Financial stability is intertwined into every aspect of our lives. It is the foundation upon which we build our personal lives, our careers, and our health. Money is usually a difficult topic to talk about among friends and family, which leaves us in the dark about how we should be managing our finances.
If you worry about money, you’re not alone. According to the American Psychological Association, money tops the list of the most significant sources of stress among Americans.
The U.S. Financial Health Pulse serves as an annual benchmark for how Americans are managing their financial wellness. The first report conducted by the Financial Health Network in 2018 found only 28 percent of Americans involved in the study are “financially healthy,” 55 percent are “financially coping,” and 17 percent are considered “financially vulnerable.”
By reducing financial stress and increasing financial proficiency, you and your team will be more focused and productive at work. Personal finance experts at The Balance offer a list of five strategies you can implement to better manage your financial stress:
Create a Budget
Although it sounds tedious and time-consuming, creating a solid budget is the best way to gain control of your finances. Budgets allow you to plan for your immediate expenses while setting aside income for your retirement and savings goals.
If you are an avid app user, there are plenty of budget-assistance tools available in the app store. Some charge small fees, do your research before downloading to avoid any surprises. Check out Nerd Wallet’s, “The 7 Best Budget Apps and Personal Finance Tools for 2019” to learn more.
Set Aside an Emergency Fund
Having a separate account for emergencies and unforeseen expenses will alleviate stress when the time comes. Start building the emergency fund slowly, whether it be $10 or $100 from each paycheck. Knowing you have extra money set aside in case the car breaks down will relieve stress.
Ask for Help
You are not alone on this journey. If you are struggling to create a budget or manage your spending, reach out for help. There are numerous resources including financial planners, credit counseling services, or basic money management classes to help you succeed. Sometimes talking to a friend or support group about your situation can help hold you accountable to the budget you created.
Observe and Adjust
The path to financial wellness is not a smooth, linear one. Observe your spending patterns over time and look for areas you may need to adjust. Once you’ve pinpointed the issue, it will be time to adjust. Remember, it’s a journey. Start with small steps and work up toward big changes.
Take Care of Yourself
It’s important to stay positive about your financial situation. This can be difficult, especially when you feel like you’re stuck in a rut. Track your progress to remind yourself small progress is still progress. Thinking positively about your situation will alleviate stress. Regular exercise is a great way to clear your head, reduce stress, and stay healthy. It’s easy to find activities that don’t cost a lot of money such as walking, running, biking, hiking, or swimming.

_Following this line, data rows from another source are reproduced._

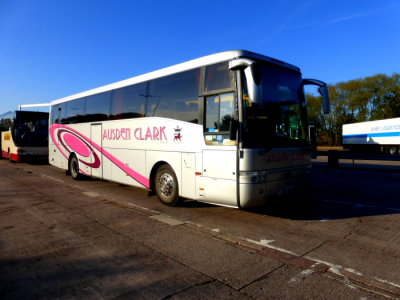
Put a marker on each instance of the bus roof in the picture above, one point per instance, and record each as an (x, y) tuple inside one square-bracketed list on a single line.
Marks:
[(195, 63)]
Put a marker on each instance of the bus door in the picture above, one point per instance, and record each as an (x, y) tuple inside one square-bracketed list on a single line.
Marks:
[(219, 156), (96, 138)]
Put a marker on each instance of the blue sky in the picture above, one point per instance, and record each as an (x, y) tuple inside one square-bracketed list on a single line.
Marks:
[(54, 48)]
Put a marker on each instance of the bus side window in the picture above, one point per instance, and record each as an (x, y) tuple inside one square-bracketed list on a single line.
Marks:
[(129, 102), (220, 111), (55, 114), (175, 97), (218, 77), (98, 107)]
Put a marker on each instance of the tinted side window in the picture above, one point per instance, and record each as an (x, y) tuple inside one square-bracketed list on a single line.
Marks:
[(218, 77), (55, 114), (74, 111), (129, 102), (175, 97), (98, 107)]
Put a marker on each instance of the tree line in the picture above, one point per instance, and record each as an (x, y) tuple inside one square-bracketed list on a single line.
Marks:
[(366, 99)]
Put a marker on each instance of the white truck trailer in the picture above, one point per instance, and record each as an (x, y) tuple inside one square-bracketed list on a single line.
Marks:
[(380, 135)]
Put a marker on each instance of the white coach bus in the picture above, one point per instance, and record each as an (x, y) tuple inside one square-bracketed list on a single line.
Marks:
[(229, 129)]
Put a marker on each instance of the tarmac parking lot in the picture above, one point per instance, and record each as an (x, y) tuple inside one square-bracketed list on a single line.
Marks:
[(93, 239)]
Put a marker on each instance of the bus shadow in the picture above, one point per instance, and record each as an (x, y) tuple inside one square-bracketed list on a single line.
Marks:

Most of us are not fluent in the world of finance, and that’s ok. There are numerous resources and strategies you can utilize to achieve your financial goals. Become a smart shopper by hunting for deals and avoiding impulse purchases. Give every hard-earned dollar a purpose. Set regular financial milestones to make the overall journey attainable.
Whatever strategies you decide to try, be sure to surround yourself with a network of family, friends, or co-workers who will help hold you accountable. By getting clear on your financial goals and reducing financial stress, you and your team will have more piece of mind to focus on work and family responsibilities.